The term hydrocele comes from the Greek hydro; water and cele from the word; tumor. Hydrocele, also known as water hernia among the people, is the swelling of the scrotum as a result of the accumulation of more fluid than normal in the membranes surrounding the testicles. Normally, 0.5 -1 ml of fluid is present between the testis and these membranes in order to ensure the lubrication of the testis. While there is fluid present normally, this amount of fluid in hydrocele can get up to 100–200 ml. Sometimes it can even reach much larger volumes.
Types of hydrocele
Congenital (Congenital) Hydrocele: When the baby is in mother's womb, the baby’s testes are located in the abdomen, and from the 14th week of pregnancy, it moves towards the lower parts of the abdomen and then descends into the sack called the scrotum. During this descent, the peritoneum, which is dragged together, descends with the testis till the scrotum like a finger in a glove. After a while, this sack closes and becomes a filamentous structure. If this sac does not close, the intra-abdominal fluid will pass through this opening and accumulate in the scrotum around the testis and cause swelling. If the hydrocele is limited to the membranes surrounding the testis, it is called testicular hydrocele, and if it is limited to a cystic structure along the testicular cord, it is called cord hydrocele or cord cyst. Congenital hydrocele occurs in about 6 percent of newborn boys. Most neonatal hydroceles are congenital, but it should not be forgotten that tumors, infections or circulatory disorders may also lead to development of hydrocele.
Two types of hydrocele are observed in the newborn periods.
Communicating hydrocele (associated hydrocele); While it means that the peritoneum descending to the scrotum is completely open,
In non-communicating type hydroceles, this means that the abdominal part of the membrane is closed abnormally and the peritoneal fluid is trapped within the scrotum.
Adult hydrocele: Hydrocele occurs in about 1 percent of adult men and usually seen in men over the age of 40.
In adult men and older people, hydrocele may occur due to trauma to the scrotum, inflammatory diseases of the testis and its appendages, testicular tumors, varicocele surgeries and potentially after radiotherapy. Unilateral hydrocele occurs in 70 percent of kidney transplant patients. Testicular torsion (sudden rotation of the testis) may cause reactive hydrocele in 20 percent of patients and may mask testicular torsion that requires immediate intervention.
Hydrocele diagnosis: The diagnosis of hydrocele can be achieved easily by history taking and physical examination. Many hydrocele patients do not report any complaints, patients usually apply to the doctor because of painless swelling in the scrotum. The patient may feel heaviness and fullness in the scrotum. Rarely, they may experience mild discomfort in the groin area and discomfort from the pain in the lumbar region. Pain usually does not occur, if any, may be due to the accompanying acute epididymal infection. In congenital hydrocele, it is typical that the swelling in the scrotum disappears in the morning and becomes evident later in the day.
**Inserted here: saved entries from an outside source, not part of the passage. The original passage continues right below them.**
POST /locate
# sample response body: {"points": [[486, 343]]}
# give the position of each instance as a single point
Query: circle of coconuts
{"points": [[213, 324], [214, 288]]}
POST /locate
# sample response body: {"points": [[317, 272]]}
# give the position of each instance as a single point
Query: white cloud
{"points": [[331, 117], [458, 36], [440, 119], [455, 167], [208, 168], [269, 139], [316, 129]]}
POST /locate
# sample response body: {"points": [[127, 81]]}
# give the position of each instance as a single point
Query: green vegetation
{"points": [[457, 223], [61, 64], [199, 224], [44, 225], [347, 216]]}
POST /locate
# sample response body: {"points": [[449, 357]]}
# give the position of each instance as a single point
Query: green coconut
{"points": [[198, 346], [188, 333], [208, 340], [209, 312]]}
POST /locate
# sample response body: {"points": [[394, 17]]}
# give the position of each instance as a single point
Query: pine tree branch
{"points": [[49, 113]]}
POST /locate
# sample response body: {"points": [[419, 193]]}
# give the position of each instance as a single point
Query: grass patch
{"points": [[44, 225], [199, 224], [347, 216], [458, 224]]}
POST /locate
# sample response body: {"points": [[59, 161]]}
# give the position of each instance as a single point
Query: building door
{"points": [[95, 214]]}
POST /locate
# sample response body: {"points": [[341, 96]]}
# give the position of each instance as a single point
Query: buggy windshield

Fever, chills, nausea, vomiting are not usually seen in simple hydroceles.
In the examination of the scrotum, hydrocele is located in the upper anterior part of the testis. In 7-10 percent of cases it presents bilaterally. Especially right side hydroceles are often associated with inguinal hernia. If there is no infection, there will be no redness or discoloration of the scrotum. When the light is shone on the scrotum in a dark room, if the cause of swelling is hydrocele, it transmits the light, this is called transullimination. In congenital hydrocele, swelling becomes evident when the child stands up or cries, but disappears during examination or when lying down.
Inguinal-scrotal ultrasonography can be performed to confirm the diagnosis, and is effective in demonstrating abnormalities in the testis and its appendages (especially testicular tumors), complex cystic masses, spermatocele, or concomitant hernia. Testicular color Doppler ultrasonography is used to show testicular blood flow and should be performed especially if testicular torsion is suspected.